Perhaps the sub doesn't want to finance your project. Why should the sub pay for all the Italian Marble, custom order items, etc., out of his own pocket???


----------



## George Z (Dec 23, 2004)

ultimatetouch said:


> George either the guy is you (painting contractor) or hes a sub and doesnt have to advertise or finance materials..just supply you with labor. Maybe your the one guy who could make it work..but why on earth would a sub need a downpayment unless he didnt trust you.


Simple answer:
If a sub is a convenient way to say employee is one thing.
I think sub is short for sub*CONTRACTOR*.
Being a contractor he has the right to run his business the way he wants.
You have the right to use his contracting services or not.
A sub is not an employee.
Many seem to forget that.



> or hes a sub and doesnt have to advertise or finance materials


Tell me then
Is advertising and materials all it takes to run a business?
I know you know the answer.


----------



## Mr. D (Jun 7, 2006)

So, had a chat with tile guy sat. Told him if he needs to be around more to oversee his employees quality is up to snuff he needs to be around more. He agreed that they did a poor job and said he wanted to make it right. I then reminded him about some upcoming deadlines (this thursday). I said if you can't do it tell me now. Or tell me you can and be sure to do it. He says "I can tell you I can, but I'll be here monday to continue on and I'll show you I can do it." 
I said "fair enough." Once again trusting his word.

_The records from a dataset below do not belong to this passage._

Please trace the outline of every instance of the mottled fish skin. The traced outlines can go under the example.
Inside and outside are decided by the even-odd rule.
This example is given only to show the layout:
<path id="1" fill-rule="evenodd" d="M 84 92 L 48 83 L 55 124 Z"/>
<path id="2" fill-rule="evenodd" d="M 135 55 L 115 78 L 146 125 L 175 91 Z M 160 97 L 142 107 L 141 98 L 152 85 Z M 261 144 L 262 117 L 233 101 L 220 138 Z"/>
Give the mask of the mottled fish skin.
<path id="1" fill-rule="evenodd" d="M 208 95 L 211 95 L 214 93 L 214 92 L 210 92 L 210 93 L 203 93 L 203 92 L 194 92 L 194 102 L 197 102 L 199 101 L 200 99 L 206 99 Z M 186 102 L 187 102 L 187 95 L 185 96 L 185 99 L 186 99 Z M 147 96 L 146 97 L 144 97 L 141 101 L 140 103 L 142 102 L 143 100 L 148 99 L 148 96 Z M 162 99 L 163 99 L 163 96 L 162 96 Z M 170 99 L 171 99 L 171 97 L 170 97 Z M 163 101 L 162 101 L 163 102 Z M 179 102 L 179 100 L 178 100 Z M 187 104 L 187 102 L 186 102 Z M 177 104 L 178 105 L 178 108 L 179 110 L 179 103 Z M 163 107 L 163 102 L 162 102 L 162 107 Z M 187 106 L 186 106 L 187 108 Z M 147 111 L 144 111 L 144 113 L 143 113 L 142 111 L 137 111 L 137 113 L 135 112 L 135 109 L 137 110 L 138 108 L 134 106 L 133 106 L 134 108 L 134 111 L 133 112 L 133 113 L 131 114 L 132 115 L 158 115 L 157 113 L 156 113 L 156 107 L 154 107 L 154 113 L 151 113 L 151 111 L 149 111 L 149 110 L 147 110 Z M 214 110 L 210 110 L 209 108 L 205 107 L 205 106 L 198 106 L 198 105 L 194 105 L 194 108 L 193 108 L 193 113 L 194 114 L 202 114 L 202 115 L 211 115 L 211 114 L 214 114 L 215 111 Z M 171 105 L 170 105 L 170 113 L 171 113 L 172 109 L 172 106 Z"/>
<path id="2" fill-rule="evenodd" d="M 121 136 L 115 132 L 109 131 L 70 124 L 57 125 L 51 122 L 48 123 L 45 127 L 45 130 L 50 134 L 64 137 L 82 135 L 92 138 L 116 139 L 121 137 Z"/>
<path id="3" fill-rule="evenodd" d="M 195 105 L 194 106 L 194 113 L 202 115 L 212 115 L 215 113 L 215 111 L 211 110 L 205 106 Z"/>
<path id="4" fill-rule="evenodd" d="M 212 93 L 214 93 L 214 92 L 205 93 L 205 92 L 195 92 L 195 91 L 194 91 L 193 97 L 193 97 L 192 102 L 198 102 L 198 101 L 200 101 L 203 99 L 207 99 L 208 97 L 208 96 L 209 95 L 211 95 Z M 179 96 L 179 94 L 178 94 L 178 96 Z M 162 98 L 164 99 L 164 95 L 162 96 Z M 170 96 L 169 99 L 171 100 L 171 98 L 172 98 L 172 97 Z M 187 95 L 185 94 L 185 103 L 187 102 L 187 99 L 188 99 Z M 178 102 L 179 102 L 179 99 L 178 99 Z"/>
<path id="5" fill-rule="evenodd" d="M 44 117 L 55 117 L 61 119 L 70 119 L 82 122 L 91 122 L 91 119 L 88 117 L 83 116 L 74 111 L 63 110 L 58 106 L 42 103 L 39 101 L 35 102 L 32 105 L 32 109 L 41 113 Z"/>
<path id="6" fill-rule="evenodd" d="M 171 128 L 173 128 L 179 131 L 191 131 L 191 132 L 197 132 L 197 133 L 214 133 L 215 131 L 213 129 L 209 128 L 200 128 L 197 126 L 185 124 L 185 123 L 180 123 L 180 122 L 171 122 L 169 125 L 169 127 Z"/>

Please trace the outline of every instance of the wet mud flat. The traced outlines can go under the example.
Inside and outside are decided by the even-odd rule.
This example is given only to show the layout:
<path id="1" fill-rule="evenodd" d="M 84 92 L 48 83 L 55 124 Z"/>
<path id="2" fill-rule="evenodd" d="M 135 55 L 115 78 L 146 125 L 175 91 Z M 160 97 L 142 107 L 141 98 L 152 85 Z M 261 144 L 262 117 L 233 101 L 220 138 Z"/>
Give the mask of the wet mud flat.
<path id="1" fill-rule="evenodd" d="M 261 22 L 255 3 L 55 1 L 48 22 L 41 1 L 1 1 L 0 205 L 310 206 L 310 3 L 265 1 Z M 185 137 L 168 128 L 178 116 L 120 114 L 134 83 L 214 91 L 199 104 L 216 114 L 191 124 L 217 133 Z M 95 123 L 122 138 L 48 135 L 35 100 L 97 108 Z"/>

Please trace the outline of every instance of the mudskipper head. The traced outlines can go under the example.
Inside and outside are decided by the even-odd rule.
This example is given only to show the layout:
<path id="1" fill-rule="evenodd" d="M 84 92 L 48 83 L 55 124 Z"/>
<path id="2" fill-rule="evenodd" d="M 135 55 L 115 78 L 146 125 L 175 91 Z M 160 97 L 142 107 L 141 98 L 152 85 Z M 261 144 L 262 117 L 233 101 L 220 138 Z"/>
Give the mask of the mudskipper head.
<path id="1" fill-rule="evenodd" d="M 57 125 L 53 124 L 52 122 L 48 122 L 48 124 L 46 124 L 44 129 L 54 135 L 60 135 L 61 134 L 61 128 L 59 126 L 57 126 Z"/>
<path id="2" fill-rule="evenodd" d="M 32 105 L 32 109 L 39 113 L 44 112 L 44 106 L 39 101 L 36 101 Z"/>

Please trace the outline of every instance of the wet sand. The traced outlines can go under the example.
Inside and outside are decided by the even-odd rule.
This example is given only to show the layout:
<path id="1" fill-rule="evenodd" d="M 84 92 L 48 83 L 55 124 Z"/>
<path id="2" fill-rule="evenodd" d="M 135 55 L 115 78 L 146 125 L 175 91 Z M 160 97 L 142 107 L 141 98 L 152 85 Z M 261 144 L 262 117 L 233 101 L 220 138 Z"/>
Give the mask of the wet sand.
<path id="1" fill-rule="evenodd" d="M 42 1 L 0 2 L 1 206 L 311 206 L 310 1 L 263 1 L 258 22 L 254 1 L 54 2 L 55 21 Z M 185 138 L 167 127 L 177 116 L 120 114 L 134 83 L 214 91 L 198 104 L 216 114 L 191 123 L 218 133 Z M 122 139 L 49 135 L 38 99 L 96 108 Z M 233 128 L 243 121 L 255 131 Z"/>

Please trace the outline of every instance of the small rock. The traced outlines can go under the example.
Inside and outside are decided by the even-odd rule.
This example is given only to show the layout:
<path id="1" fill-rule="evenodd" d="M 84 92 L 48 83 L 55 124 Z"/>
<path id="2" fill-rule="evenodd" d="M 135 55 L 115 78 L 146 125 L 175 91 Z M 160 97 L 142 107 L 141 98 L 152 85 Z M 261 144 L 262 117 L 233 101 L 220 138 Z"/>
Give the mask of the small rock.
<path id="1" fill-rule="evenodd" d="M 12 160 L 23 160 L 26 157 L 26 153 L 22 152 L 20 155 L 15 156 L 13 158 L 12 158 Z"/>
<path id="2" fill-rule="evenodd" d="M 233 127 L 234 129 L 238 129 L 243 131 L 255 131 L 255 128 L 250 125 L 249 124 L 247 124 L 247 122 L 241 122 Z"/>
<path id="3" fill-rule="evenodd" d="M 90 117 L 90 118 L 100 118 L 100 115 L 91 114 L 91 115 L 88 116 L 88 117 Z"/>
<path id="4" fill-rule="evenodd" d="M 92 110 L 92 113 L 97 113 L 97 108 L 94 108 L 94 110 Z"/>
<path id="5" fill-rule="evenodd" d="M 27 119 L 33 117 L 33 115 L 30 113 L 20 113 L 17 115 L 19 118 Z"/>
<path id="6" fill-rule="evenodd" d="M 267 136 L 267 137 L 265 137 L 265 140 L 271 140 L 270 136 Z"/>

Well, Thursday is just a couple of hours away. Haven't seen any sign of him or his dudes. The axing hour is upon us.

Now, whats the best way of recovering my money from this deadbeat?


----------



## Brickie (Jun 15, 2006)

Mr. D said:


> Now, whats the best way of recovering my money from this deadbeat?


Do you have a written contract with this POS??


----------



## Mr. D (Jun 7, 2006)

yes sir.


----------



## Brickie (Jun 15, 2006)

Mr. D said:


> yes sir.


Well, it sounds like breach of contract & possibly theft by deception. Bite the bullet & get advice from a competent attorney on the best way to proceed to get your dough back. In addition, Find out if this POS owns property, etc.,


----------



## ultimatetouch (May 27, 2006)

Brickie said:


> Perhaps the sub doesn't want to finance your project. Why should the sub pay for all the Italian Marble, custom order items, etc., out of his own pocket???

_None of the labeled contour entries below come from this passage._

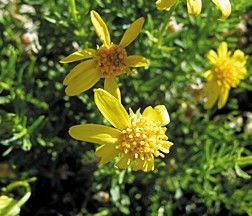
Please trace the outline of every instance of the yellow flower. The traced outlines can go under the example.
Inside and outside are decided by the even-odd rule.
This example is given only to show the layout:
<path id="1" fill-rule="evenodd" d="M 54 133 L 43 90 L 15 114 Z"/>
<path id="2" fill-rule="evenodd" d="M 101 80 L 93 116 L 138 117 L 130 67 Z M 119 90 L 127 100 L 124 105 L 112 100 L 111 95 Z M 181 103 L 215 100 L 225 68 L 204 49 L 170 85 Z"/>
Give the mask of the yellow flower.
<path id="1" fill-rule="evenodd" d="M 217 53 L 210 50 L 206 56 L 212 63 L 212 69 L 205 72 L 204 77 L 207 81 L 204 92 L 207 101 L 205 109 L 213 107 L 218 100 L 218 109 L 221 109 L 227 102 L 230 88 L 235 88 L 247 74 L 245 67 L 248 56 L 241 50 L 235 50 L 231 56 L 226 42 L 222 42 Z"/>
<path id="2" fill-rule="evenodd" d="M 74 52 L 63 58 L 61 63 L 85 60 L 75 66 L 65 77 L 66 94 L 74 96 L 93 87 L 101 78 L 105 78 L 104 88 L 120 100 L 120 90 L 115 81 L 115 76 L 123 73 L 135 73 L 129 67 L 142 67 L 148 60 L 142 56 L 127 56 L 125 47 L 133 42 L 140 33 L 144 18 L 134 21 L 124 33 L 119 45 L 110 41 L 108 28 L 100 15 L 91 11 L 91 21 L 95 31 L 102 42 L 98 50 L 84 49 Z"/>
<path id="3" fill-rule="evenodd" d="M 159 10 L 165 10 L 174 6 L 178 0 L 158 0 L 156 6 Z M 197 16 L 202 9 L 201 0 L 186 0 L 188 14 Z M 212 2 L 221 10 L 222 16 L 220 20 L 226 19 L 231 14 L 231 4 L 229 0 L 212 0 Z"/>
<path id="4" fill-rule="evenodd" d="M 114 127 L 75 125 L 69 129 L 69 134 L 77 140 L 100 144 L 95 155 L 102 164 L 119 155 L 116 163 L 119 169 L 127 169 L 132 162 L 133 170 L 154 170 L 154 157 L 163 158 L 163 153 L 169 153 L 173 145 L 163 127 L 170 122 L 165 106 L 149 106 L 142 114 L 140 110 L 133 113 L 130 109 L 128 114 L 123 105 L 103 89 L 95 90 L 94 99 L 100 112 Z"/>

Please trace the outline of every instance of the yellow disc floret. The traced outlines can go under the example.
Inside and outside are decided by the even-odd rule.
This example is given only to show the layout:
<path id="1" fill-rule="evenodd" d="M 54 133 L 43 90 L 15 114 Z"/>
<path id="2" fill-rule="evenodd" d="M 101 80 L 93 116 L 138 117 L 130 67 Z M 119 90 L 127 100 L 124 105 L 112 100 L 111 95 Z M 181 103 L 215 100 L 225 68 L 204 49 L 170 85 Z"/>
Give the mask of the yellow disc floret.
<path id="1" fill-rule="evenodd" d="M 116 149 L 121 150 L 121 156 L 145 160 L 164 155 L 159 151 L 165 135 L 166 128 L 159 123 L 147 122 L 144 117 L 133 119 L 131 126 L 122 130 L 122 142 Z"/>
<path id="2" fill-rule="evenodd" d="M 126 52 L 121 47 L 112 44 L 109 47 L 102 46 L 97 52 L 98 69 L 105 78 L 119 76 L 125 72 L 127 66 L 124 60 Z"/>

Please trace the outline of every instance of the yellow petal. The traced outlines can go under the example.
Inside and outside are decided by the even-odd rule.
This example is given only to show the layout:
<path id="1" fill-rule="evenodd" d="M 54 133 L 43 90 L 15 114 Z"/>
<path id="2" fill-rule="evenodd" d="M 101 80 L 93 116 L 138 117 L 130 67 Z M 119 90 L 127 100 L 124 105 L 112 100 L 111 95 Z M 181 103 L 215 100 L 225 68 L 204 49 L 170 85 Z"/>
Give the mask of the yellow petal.
<path id="1" fill-rule="evenodd" d="M 228 55 L 228 45 L 226 42 L 221 42 L 217 48 L 218 55 L 220 58 L 224 58 Z"/>
<path id="2" fill-rule="evenodd" d="M 241 50 L 235 50 L 233 56 L 232 56 L 232 59 L 234 59 L 235 61 L 238 61 L 238 62 L 243 62 L 247 60 L 247 57 L 248 56 L 245 56 L 244 52 L 242 52 Z"/>
<path id="3" fill-rule="evenodd" d="M 121 158 L 117 163 L 116 163 L 116 167 L 118 169 L 127 169 L 129 164 L 130 164 L 130 158 L 128 156 L 124 156 L 123 158 Z"/>
<path id="4" fill-rule="evenodd" d="M 96 124 L 75 125 L 68 132 L 74 139 L 100 145 L 116 144 L 122 135 L 115 128 Z"/>
<path id="5" fill-rule="evenodd" d="M 119 46 L 124 48 L 134 41 L 142 30 L 144 24 L 144 18 L 141 17 L 133 22 L 130 27 L 124 33 Z"/>
<path id="6" fill-rule="evenodd" d="M 153 171 L 154 170 L 154 159 L 153 158 L 149 158 L 148 160 L 145 160 L 144 161 L 144 165 L 142 167 L 142 170 L 144 172 Z"/>
<path id="7" fill-rule="evenodd" d="M 156 1 L 156 7 L 158 10 L 165 10 L 172 7 L 178 2 L 178 0 L 158 0 Z"/>
<path id="8" fill-rule="evenodd" d="M 229 95 L 229 89 L 222 87 L 220 89 L 220 96 L 219 96 L 219 100 L 218 100 L 218 109 L 221 109 L 225 106 L 225 104 L 227 103 L 228 95 Z"/>
<path id="9" fill-rule="evenodd" d="M 229 0 L 212 0 L 214 4 L 221 10 L 222 16 L 220 20 L 224 20 L 231 14 L 231 4 Z"/>
<path id="10" fill-rule="evenodd" d="M 77 78 L 81 73 L 85 74 L 86 71 L 95 68 L 96 62 L 93 59 L 86 60 L 76 65 L 70 72 L 67 74 L 63 80 L 64 85 L 68 85 L 73 79 Z"/>
<path id="11" fill-rule="evenodd" d="M 105 46 L 110 45 L 110 34 L 108 31 L 108 27 L 106 23 L 103 21 L 101 16 L 94 10 L 91 11 L 91 21 L 93 23 L 93 26 L 95 28 L 96 34 L 100 38 L 101 42 Z"/>
<path id="12" fill-rule="evenodd" d="M 212 64 L 215 64 L 218 60 L 218 55 L 214 50 L 210 50 L 207 54 L 206 57 L 209 59 L 209 61 Z"/>
<path id="13" fill-rule="evenodd" d="M 95 150 L 95 156 L 100 158 L 99 163 L 105 164 L 113 160 L 118 154 L 119 150 L 116 149 L 116 145 L 107 144 L 98 147 Z"/>
<path id="14" fill-rule="evenodd" d="M 135 159 L 134 160 L 134 166 L 133 166 L 133 170 L 137 171 L 137 170 L 142 170 L 143 169 L 143 165 L 144 165 L 144 160 L 141 159 Z"/>
<path id="15" fill-rule="evenodd" d="M 85 71 L 85 73 L 71 80 L 65 92 L 68 96 L 78 95 L 92 88 L 99 81 L 100 77 L 101 74 L 96 69 Z"/>
<path id="16" fill-rule="evenodd" d="M 200 14 L 202 9 L 201 0 L 187 0 L 188 14 L 197 16 Z"/>
<path id="17" fill-rule="evenodd" d="M 204 77 L 207 81 L 210 81 L 212 80 L 213 78 L 213 71 L 211 70 L 207 70 L 205 73 L 204 73 Z"/>
<path id="18" fill-rule="evenodd" d="M 121 92 L 114 77 L 105 78 L 104 89 L 121 103 Z"/>
<path id="19" fill-rule="evenodd" d="M 146 107 L 143 111 L 143 116 L 149 122 L 160 122 L 161 126 L 167 125 L 170 122 L 168 111 L 164 105 L 158 105 L 154 108 L 151 106 Z"/>
<path id="20" fill-rule="evenodd" d="M 130 125 L 130 119 L 123 105 L 111 94 L 103 89 L 94 90 L 95 104 L 102 115 L 120 130 Z"/>
<path id="21" fill-rule="evenodd" d="M 128 56 L 124 60 L 124 63 L 128 67 L 143 67 L 143 66 L 149 64 L 149 61 L 148 61 L 148 59 L 144 58 L 143 56 L 132 55 L 132 56 Z"/>
<path id="22" fill-rule="evenodd" d="M 173 143 L 170 142 L 170 141 L 163 141 L 163 142 L 162 142 L 162 146 L 159 147 L 159 149 L 160 149 L 162 152 L 164 152 L 164 153 L 167 154 L 167 153 L 170 152 L 170 148 L 171 148 L 172 145 L 173 145 Z"/>
<path id="23" fill-rule="evenodd" d="M 60 63 L 75 62 L 83 59 L 93 58 L 96 55 L 96 50 L 94 49 L 84 49 L 81 51 L 74 52 L 69 56 L 60 60 Z"/>
<path id="24" fill-rule="evenodd" d="M 212 81 L 205 85 L 204 91 L 207 94 L 207 101 L 204 104 L 204 108 L 211 109 L 219 97 L 220 87 L 217 85 L 216 81 Z"/>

General contractor supplies all that and HO finances it, sub provides labor.


----------



## ultimatetouch (May 27, 2006)

George Z said:


> Simple answer:
> If a sub is a convenient way to say employee is one thing.
> I think sub is short for sub*CONTRACTOR*.
> Being a contractor he has the right to run his business the way he wants.
> ...


Your right he could run it like he wants thats why he wouldnt be working for me and most general contractors.

I am not saying to buy materials thats crazy...Im saying to provide labor. George you never worked a job where the customer provided materials and you worked with no money down.
I dont even see this as an arguement its just smart business..George you have employees and only do 5% general contracting....nuf said. 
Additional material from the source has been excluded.